ABD ekonomisinin yükselişi durabilir
ABD Başkanı Donald Trump, ek gümrük vergileri ile ticarette ihtilaflar oluşturmasına rağmen, ülke ekonomisinin büyümesine bir ivme kazandırmayı başardı. ABD’li şirketler rekor karlar açıklarken, borsada rekor üstüne rekor kırıldı. Söz konusu ekonomik toparlanma, ülkenin tarihinin en uzun ikinci refah dönemi olarak kayıtlara geçerken, uzmanlar ise yüksek borçlanmanın getirdiği risklere dikkat çekiyor.

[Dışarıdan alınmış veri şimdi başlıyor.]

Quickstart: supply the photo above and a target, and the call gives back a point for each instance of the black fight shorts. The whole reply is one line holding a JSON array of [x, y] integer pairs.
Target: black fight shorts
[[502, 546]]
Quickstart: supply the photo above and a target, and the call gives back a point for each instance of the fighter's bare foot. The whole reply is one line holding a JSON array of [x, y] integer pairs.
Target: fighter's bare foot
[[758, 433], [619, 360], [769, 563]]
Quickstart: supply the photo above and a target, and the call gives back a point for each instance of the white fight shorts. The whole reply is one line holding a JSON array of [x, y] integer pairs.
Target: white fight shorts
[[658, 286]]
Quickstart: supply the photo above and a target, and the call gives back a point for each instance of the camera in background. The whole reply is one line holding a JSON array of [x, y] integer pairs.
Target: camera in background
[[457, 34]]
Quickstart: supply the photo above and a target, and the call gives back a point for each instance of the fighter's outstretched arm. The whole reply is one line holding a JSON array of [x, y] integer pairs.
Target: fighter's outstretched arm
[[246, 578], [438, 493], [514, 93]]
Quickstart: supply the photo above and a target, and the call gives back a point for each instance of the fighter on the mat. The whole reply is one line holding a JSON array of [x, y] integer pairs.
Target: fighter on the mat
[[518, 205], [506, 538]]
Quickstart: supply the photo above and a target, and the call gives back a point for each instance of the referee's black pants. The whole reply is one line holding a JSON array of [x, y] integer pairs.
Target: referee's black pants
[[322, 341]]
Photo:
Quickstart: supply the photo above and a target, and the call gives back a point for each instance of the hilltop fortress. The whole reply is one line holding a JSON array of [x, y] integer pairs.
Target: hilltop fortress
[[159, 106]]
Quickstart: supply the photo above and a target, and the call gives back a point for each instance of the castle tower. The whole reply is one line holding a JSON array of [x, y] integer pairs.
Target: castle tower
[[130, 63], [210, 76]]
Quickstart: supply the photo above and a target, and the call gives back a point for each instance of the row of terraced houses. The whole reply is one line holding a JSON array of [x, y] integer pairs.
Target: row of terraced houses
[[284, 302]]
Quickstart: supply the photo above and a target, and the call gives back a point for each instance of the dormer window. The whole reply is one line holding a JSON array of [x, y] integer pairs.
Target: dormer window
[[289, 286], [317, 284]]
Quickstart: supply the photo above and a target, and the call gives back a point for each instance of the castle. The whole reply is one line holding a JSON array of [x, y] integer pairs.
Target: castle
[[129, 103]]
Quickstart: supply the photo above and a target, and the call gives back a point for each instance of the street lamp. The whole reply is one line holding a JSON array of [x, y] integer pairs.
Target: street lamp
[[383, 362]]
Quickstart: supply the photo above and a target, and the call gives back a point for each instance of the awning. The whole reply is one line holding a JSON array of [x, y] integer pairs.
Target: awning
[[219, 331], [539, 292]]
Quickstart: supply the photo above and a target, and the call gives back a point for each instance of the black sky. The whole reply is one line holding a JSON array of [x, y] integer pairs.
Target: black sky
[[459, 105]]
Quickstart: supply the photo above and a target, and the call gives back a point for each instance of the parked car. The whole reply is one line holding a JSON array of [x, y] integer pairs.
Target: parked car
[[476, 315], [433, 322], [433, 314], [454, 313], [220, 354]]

2008’deki finansal krizin ardından faizler düşmüş, devlet, şirketler ve tüketiciler ucuz maliyetli kredilere yöneltirken, bu durum ülkede refah balonu oluşturmuştu. Uzmanlar bu refah balonunun patlama ihtimalinin küresel ekonomideki riskleri artıracağını işaret ediyor. IMF, ABD ekonomisindeki büyümenin bu yıl zirve yaptıktan sonra, gelecek yıldan itibaren yavaşlayacağını öngörüyor.
Ticaret savaşları
ABD Başkanı Donald Trump'ın taahhüt ettiği korumacı ticaret politikalarını hayata geçirmeye devam etmesi, bu yılın ve gelecek yılların riskleri arasında bulunuyor. Son aylarda ek gümrük vergileri gibi tartışmalı kararlara imza atan Trump'ın politikalarının küresel bir ticaret savaşını daha ileri götürmesinden ve bunun sonucunda dünya ekonomisinin resesyona girerek yüzde 20’lere yakın küçülmesinden endişe ediliyor.
İtalya’nın borcu
Euro Bölgesi'nin üçüncü büyük ekonomisi olan İtalya'nın kamu borcu 2,4 trilyon euro. Söz konusu rakam ülkenin gayri safi yurtiçi hasılasının yüzde 132'sine denk gelirken, AB'de Yunanistan'dan sonra en yüksek oran olmasıyla da dikkati çekiyor. İtalya’da populist hükümetin 3 yıllık bütçe planınında AB ile ters düşmesi, bu borçları tekrar gündeme getirmişti. İtalya’nın bu borçlardan nasıl kurtulacağı halen cevap beklerken AB yetkilileri Yunanistan’ın 2009’daki yaşadığı borç krizinin ardından aynı krizle karşılaşmamak için İtalya’ya uyarılarda bulunuyor. Çünkü İtalya, AB'nin Almanya ve Fransa'dan (İngiltere hariç) sonra en büyük ekonomisi. Birliğin gayri safi milli hasılasının yüzde 11'ini üretiyor. Yunanistan'ın tam 11 katı büyüklüğünde. Borçlarından dolayı Yunanistan'dan daha büyük zarar oluşturma potansiyeli var.
Ayrıca AB içinde faaliyet gösteren gölge bankalar da yeterli teminat tutmadıkları için birlik finansal sistemine tehdit oluşturmaya devam ediyor.